The company behind the controversial Dakota Access Pipeline has purchased a large privately owned ranch adjacent to federal land that has been the site of daily protests by a Sioux tribe and others for weeks, public records show.
Energy Transfer Partners, the Dallas-based company financing the $3.7 billion pipeline that would transport 470,000 barrels of oil a day across four states from North Dakota to Illinois, this week purchased the roughly 9,000 acre Cannon Ball ranch, according to a deed filed with the Morton County Recorder's Office.
The price of the sale was not stated in the deed — which is not required by North Dakota law under what is known as an exemption code between both parties in a land deal — but the price is believed to be around $18 million, according to two people with knowledge of the deal.
In a statement to NBC News, a spokesperson for Energy Transfer Partners said the company had purchased land in North Dakota but refused to comment further.
Included in the deal are 429 acres of leased federal land that sit just adjacent to the site of the Oceti Sakowin Camp, where thousands have protested for weeks the construction of the pipeline that the tribe says would destroy ancient, sacred sites and permanently contaminate the reservation's main water supply.
The pipeline would come within a half-mile of the Standing Rock Sioux reservation, which straddles the North and South Dakota border. Under federal law, all private landowners whose property borders federally owned land are entitled to a permit to lease part of that land.

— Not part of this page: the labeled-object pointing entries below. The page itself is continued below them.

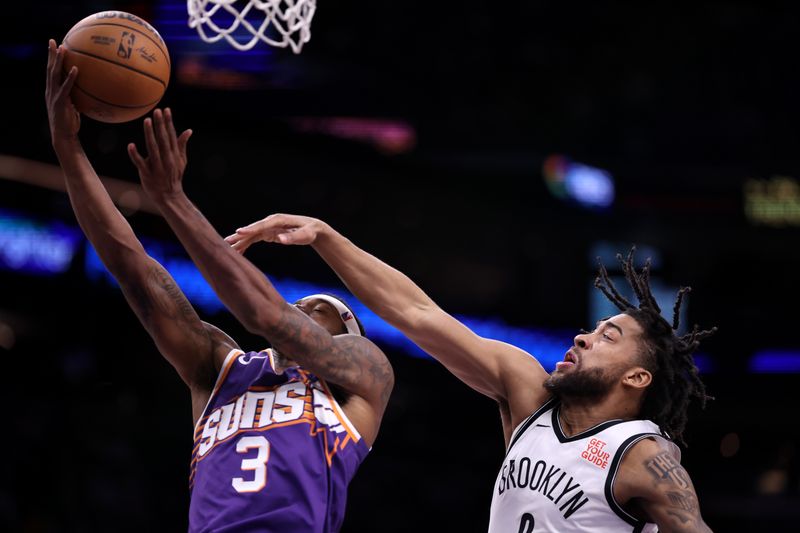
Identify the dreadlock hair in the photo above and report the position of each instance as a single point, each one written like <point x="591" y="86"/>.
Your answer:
<point x="666" y="355"/>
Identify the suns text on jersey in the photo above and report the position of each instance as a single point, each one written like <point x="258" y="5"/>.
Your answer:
<point x="550" y="481"/>
<point x="264" y="409"/>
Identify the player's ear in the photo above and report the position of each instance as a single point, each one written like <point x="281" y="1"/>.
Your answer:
<point x="637" y="377"/>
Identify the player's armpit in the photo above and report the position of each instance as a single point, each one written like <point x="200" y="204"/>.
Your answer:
<point x="181" y="337"/>
<point x="662" y="488"/>
<point x="350" y="361"/>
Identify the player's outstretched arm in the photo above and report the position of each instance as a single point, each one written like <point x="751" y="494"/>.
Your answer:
<point x="187" y="343"/>
<point x="653" y="481"/>
<point x="352" y="362"/>
<point x="496" y="369"/>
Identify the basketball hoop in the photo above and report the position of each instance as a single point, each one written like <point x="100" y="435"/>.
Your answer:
<point x="243" y="23"/>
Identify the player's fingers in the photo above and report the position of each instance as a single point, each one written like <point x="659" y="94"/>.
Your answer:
<point x="150" y="141"/>
<point x="136" y="157"/>
<point x="160" y="127"/>
<point x="54" y="70"/>
<point x="182" y="141"/>
<point x="171" y="133"/>
<point x="51" y="56"/>
<point x="302" y="235"/>
<point x="66" y="87"/>
<point x="277" y="220"/>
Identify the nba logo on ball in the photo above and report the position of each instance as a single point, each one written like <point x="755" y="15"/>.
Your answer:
<point x="123" y="66"/>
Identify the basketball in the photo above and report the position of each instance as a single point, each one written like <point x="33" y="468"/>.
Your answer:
<point x="123" y="66"/>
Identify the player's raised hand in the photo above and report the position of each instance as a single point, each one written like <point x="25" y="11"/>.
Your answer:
<point x="65" y="121"/>
<point x="280" y="228"/>
<point x="161" y="172"/>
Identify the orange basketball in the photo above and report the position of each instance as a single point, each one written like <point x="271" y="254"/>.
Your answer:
<point x="123" y="66"/>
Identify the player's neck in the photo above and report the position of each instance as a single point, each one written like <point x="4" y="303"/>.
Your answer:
<point x="576" y="415"/>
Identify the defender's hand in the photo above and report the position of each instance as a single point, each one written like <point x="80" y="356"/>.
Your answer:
<point x="161" y="172"/>
<point x="65" y="121"/>
<point x="283" y="229"/>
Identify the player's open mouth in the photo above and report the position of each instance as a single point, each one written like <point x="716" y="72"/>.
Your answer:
<point x="569" y="360"/>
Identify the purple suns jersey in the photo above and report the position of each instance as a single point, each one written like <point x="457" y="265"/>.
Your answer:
<point x="272" y="452"/>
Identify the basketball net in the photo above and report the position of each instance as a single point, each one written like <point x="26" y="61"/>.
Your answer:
<point x="244" y="23"/>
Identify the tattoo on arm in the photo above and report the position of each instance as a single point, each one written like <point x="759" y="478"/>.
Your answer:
<point x="167" y="315"/>
<point x="680" y="505"/>
<point x="664" y="468"/>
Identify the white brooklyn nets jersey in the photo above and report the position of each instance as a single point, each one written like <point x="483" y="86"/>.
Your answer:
<point x="551" y="482"/>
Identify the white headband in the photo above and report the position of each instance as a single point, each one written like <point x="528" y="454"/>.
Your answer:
<point x="345" y="313"/>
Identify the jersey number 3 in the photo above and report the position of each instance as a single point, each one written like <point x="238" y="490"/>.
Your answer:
<point x="257" y="464"/>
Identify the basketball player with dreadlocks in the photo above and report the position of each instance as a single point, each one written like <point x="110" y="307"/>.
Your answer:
<point x="589" y="446"/>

The sale is significant in the Standing Rock Sioux's standoff with Energy Access Partners because for weeks many protesters have occupied part of the ranch's leased federal land as more numbers have poured into the camp.
There are an estimated 3,000 to 4,000 in the camp, with several thousand more on weekends, according to Standing Rock Sioux Chairman Dave Archambault II. It is unclear what Energy Transfer Partners intends to do with the property.

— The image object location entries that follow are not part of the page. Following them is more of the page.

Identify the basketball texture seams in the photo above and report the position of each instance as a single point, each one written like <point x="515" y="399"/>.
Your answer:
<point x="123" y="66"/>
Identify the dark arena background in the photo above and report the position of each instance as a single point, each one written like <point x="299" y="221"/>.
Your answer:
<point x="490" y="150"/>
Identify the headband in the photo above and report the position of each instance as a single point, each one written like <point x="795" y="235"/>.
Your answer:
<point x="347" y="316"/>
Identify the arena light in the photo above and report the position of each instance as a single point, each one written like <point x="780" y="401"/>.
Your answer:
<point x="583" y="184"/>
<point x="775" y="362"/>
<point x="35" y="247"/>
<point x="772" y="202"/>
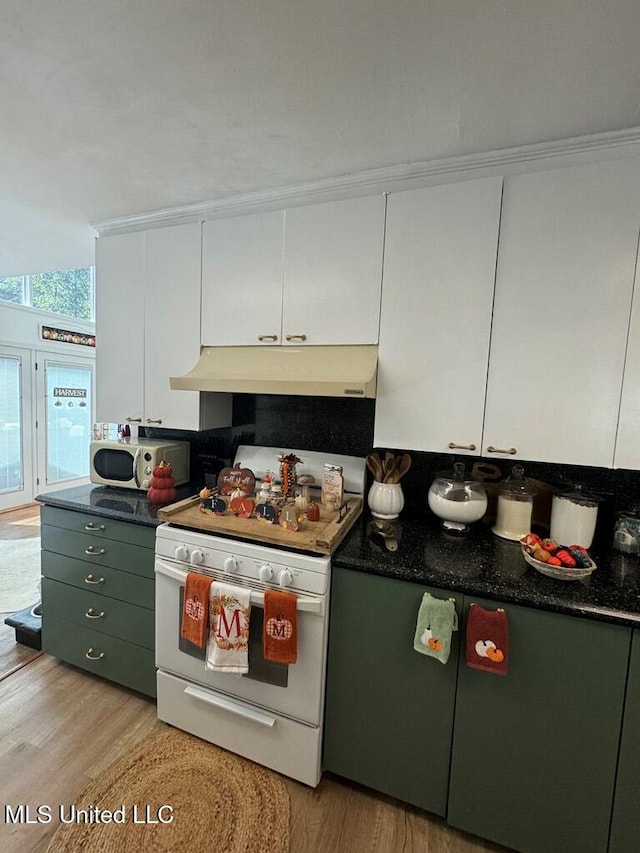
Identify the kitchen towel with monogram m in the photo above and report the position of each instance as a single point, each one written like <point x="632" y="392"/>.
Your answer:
<point x="228" y="645"/>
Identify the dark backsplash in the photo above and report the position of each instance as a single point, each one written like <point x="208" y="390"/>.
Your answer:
<point x="345" y="426"/>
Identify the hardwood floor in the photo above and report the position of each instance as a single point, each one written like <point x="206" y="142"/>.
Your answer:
<point x="60" y="727"/>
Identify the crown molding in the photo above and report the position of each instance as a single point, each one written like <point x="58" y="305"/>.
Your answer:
<point x="382" y="179"/>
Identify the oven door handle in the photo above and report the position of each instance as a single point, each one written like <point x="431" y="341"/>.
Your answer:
<point x="304" y="605"/>
<point x="225" y="704"/>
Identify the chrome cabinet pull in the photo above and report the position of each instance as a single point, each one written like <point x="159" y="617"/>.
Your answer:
<point x="91" y="655"/>
<point x="93" y="614"/>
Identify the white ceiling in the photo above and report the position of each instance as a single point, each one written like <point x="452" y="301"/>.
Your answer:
<point x="113" y="108"/>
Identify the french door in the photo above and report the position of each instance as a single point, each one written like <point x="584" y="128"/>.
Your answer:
<point x="46" y="412"/>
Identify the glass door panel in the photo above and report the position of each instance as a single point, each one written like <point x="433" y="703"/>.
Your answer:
<point x="67" y="401"/>
<point x="16" y="481"/>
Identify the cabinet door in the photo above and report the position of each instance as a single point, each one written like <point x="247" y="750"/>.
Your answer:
<point x="534" y="752"/>
<point x="389" y="709"/>
<point x="242" y="280"/>
<point x="333" y="271"/>
<point x="120" y="277"/>
<point x="625" y="826"/>
<point x="439" y="270"/>
<point x="172" y="323"/>
<point x="564" y="280"/>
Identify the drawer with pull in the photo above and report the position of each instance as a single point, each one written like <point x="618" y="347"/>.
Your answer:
<point x="104" y="552"/>
<point x="108" y="657"/>
<point x="103" y="580"/>
<point x="98" y="526"/>
<point x="99" y="613"/>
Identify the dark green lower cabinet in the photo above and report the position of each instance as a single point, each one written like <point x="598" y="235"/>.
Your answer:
<point x="389" y="713"/>
<point x="625" y="826"/>
<point x="534" y="753"/>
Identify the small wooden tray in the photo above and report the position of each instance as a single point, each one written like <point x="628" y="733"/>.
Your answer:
<point x="320" y="537"/>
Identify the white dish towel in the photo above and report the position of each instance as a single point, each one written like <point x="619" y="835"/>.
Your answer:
<point x="228" y="642"/>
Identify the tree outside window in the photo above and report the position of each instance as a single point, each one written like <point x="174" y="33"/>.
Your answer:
<point x="66" y="292"/>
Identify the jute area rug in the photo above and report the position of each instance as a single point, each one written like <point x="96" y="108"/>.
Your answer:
<point x="175" y="792"/>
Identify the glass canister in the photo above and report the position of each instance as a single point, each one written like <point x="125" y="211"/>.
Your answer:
<point x="457" y="499"/>
<point x="573" y="518"/>
<point x="515" y="506"/>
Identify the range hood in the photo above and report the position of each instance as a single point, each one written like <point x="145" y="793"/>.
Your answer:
<point x="322" y="371"/>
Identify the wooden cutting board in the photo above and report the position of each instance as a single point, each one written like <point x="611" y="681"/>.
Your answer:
<point x="319" y="537"/>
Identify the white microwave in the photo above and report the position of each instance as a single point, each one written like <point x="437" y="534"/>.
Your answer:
<point x="130" y="464"/>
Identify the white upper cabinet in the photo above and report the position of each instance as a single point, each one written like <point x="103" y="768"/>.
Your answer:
<point x="435" y="325"/>
<point x="568" y="241"/>
<point x="147" y="329"/>
<point x="333" y="272"/>
<point x="307" y="275"/>
<point x="627" y="453"/>
<point x="242" y="280"/>
<point x="120" y="279"/>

The sale, the tribe said, does not change the status of the ongoing litigation between the tribe and the U.S. Corps of Engineers in federal court. The protests forced a halt in construction last month after the tribe sued the U.S. Army Corps of Engineers, which has jurisdiction over the land, arguing that it did not adequately consult with them before granting Energy Transfer Partners fast track approval in July. The Army Corps of Engineers said it did not oppose the suspension.
On Sept. 16, a federal appeals court ruled to officially halt the construction of the Dakota Access Pipeline that traverses Sioux land to give the court more time as it assessed concerns that the pipeline could destroy sacred sites and burial grounds.
The ruling came a week after a federal judge denied the tribe's request for a temporary injunction, a ruling which was followed hours later by the federal government announcing they would not allow work to resume on federal land until previous environmental decisions could be reviewed.
Archambault told NBC News that the tribe had in the past few weeks approached the ranch's owner looking to purchase the estate to preserve the tribe's historic sites that he says are on the property.
The land, Archambault said, has further significance now because of the presence of over 300 federally recognized Native American tribes who have joined the thousands of protesters at Cannon Ball to show their solidarity for the tribe's fight to stop the pipeline.
"It has become a lasting place to visit for all Americans," Archambault told NBC News. "[We wanted] to have an ongoing gathering place for Indigenous Peoples."
On Thursday, the tribe took its fight to Capitol Hill, where members urged House Democrats to reconsider the pipeline. Representative Raúl Grijalva (D-Arizona), the ranking Democrat on the House of Representatives Natural Resources Committee, called on the U.S. Army Corp of Engineers "to withdraw the existing permits for Dakota Access pipeline."
Grijalva said the pipeline threatened the tribe's natural resources and said the project was part of a "long history of pushing the impacts of pollution onto the most economically and politically disadvantaged people and communities across this country."